Earlier I linked to the eloquent letter in the Oct. 12 Cumberland Times-News by my colleague John Wiseman, endorsing Barack Obama. On Oct. 15 the paper printed Wiseman's follow-up letter, or Part Two of the original letter, as the case may be. A baseball enthusiast, Wiseman compares Obama to a lifelong Republican, Jackie Robinson:
Should he [Obama] win the Presidency, the Robinson "experiment" would become the democratic fulfillment. ... Having resolved the racial dilemma, we could then get on with the serious business of rebuilding America for everyone and reclaiming the respect of the world. Robinson would be pleased with that. And my grandchildren would grow up accepting a black president as naturally as breathing air.

Sunday, October 12, 2008

Area cheesemakers win in Dublin

Goat cheeses from FireFly Farms of Bittinger, Md., won gold, silver and bronze medals Sept. 29 at the World Cheese Awards in Dublin, says the press release in today's Cumberland Times-News. Yum!

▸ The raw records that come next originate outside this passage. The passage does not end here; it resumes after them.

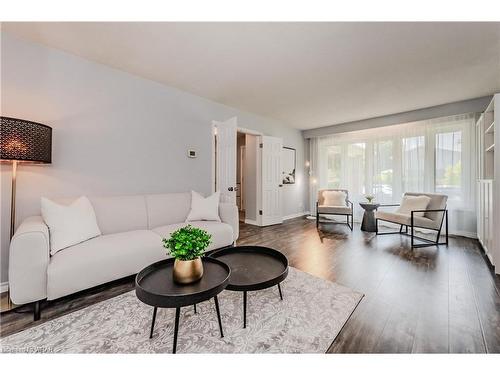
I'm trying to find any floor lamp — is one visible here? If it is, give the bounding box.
[0,116,52,311]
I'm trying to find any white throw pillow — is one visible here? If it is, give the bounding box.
[41,197,101,255]
[186,191,220,222]
[323,190,347,207]
[396,195,431,217]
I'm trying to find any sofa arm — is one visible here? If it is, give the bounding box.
[9,216,49,305]
[219,203,240,242]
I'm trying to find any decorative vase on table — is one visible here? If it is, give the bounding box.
[162,225,212,284]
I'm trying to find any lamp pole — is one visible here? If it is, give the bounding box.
[10,160,17,240]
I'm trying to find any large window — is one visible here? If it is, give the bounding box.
[311,115,475,234]
[435,131,463,200]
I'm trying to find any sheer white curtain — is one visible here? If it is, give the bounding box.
[310,114,476,235]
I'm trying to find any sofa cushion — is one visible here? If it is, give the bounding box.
[90,195,148,234]
[153,221,233,251]
[146,192,191,229]
[186,191,220,222]
[47,230,164,300]
[40,197,101,255]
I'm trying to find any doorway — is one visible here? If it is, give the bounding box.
[236,130,259,224]
[212,117,283,226]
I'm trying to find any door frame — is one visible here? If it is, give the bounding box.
[210,120,264,226]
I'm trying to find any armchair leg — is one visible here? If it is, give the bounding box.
[33,301,40,321]
[445,210,448,246]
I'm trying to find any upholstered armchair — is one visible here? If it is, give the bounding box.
[376,193,448,249]
[316,189,354,231]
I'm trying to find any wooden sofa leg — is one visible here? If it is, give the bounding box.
[33,301,40,322]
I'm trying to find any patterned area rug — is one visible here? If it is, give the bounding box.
[0,267,363,353]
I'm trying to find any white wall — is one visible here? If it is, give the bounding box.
[0,33,306,281]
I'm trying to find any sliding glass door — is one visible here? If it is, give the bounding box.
[311,115,475,234]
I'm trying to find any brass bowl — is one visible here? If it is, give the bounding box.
[174,257,203,284]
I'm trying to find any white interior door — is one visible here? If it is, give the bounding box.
[213,117,237,204]
[261,136,283,225]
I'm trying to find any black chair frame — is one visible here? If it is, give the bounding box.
[375,204,448,249]
[316,199,354,232]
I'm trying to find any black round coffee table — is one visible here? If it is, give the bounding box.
[210,246,288,328]
[135,257,231,353]
[359,202,380,232]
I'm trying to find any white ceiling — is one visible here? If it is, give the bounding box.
[2,22,500,129]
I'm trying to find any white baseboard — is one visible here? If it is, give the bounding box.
[245,211,309,226]
[245,219,259,226]
[452,230,477,238]
[0,281,9,293]
[283,211,309,220]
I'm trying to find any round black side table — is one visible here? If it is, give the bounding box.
[135,258,231,354]
[359,202,380,232]
[210,246,288,328]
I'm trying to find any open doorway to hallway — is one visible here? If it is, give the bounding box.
[236,131,258,223]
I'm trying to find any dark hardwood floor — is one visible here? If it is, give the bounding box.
[1,218,500,353]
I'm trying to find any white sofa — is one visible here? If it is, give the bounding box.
[9,193,238,319]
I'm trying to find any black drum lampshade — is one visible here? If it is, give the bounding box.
[0,116,52,164]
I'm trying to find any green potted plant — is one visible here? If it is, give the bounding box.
[162,225,212,284]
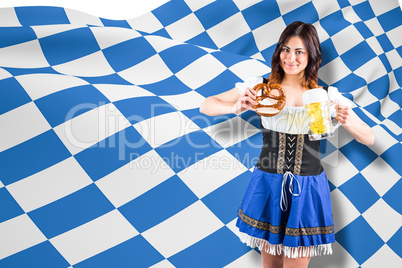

(Bittinger is about 23 miles away, south of Grantsville.)

A history professor backs Obama

My colleague John Wiseman, emeritus professor of history at Frostburg State University, has a good letter to the editor in today's Cumberland Times-News, explaining why he's backing Barack Obama:
If vast experience on Capitol Hill were the determining factor in my vote, I would surely cast my ballot for John McCain. But then what Washington record has he produced? During the Bush administration, McCain has consistently supported deregulation of both Wall Street and corporate giants and has supported huge tax cuts for those who need them least.

His major presidential financial sponsors have been the ones he faithfully protected. When his presidential campaign nearly collapsed a year ago, he wooed the culturally conservative base of his party to revive it. Now he is resurrecting himself as the maverick he was before his long quest for the presidency compromised his earlier principles.
Paraphrasing I.F. Stone, Wiseman calls the Bush-McCain approach "socialism for the rich and free enterprise for the rest of us."

Had I known John had written this letter, when I saw him at our party last night, I'd have commended him.